Materials:
Low gluten 75g cocoa powder 5g
2 eggs 30g butter
120g milk 30g sugar
Practice:
1. Separate the egg whites and yolks, and put sugar in the egg whites, and whip them with a whisk.
2. Whites whipped to stiff peaks, lift the beater head to pull out the vertical small sharp corners.
3. Melt the butter and milk, pour it into the egg yolks, and beat well with a hand whisk.
4. Mix low-flour and cocoa powder, then sift twice, add to the egg yolks and mix with a spatula. Toss to form a homogeneous egg paste without particles.
5. Take 1/3 of the egg white and pour it into the egg yolk paste, and mix well.
6. Then mix all the egg whites and egg yolks together and toss to form a homogeneous cake batter.
7. Pour the cake batter into the mold to cover the lattice pattern.

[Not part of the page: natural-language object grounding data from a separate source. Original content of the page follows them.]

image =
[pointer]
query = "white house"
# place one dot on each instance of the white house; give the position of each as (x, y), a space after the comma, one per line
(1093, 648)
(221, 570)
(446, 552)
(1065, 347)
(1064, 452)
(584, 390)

8. Bake in the middle of the preheated oven at 170 degrees for 25 minutes, remove from the oven and allow to cool to hand temperature before unmolding.
9. Picture of the finished product
Tips:
1. Waffles have a very strong milk and egg flavor, crispy on the outside and tender on the inside, and I like to drizzle it with half-whipped whipped cream with strawberries, blueberries, or other fruits are very good.
2. If you like the texture a little crisper, you can bake them a little longer. If you eat overnight will be a little soft, into the oven to re-roast a few minutes on it, you can also put the microwave ding a dozen seconds, think hot to eat will be more flavorful.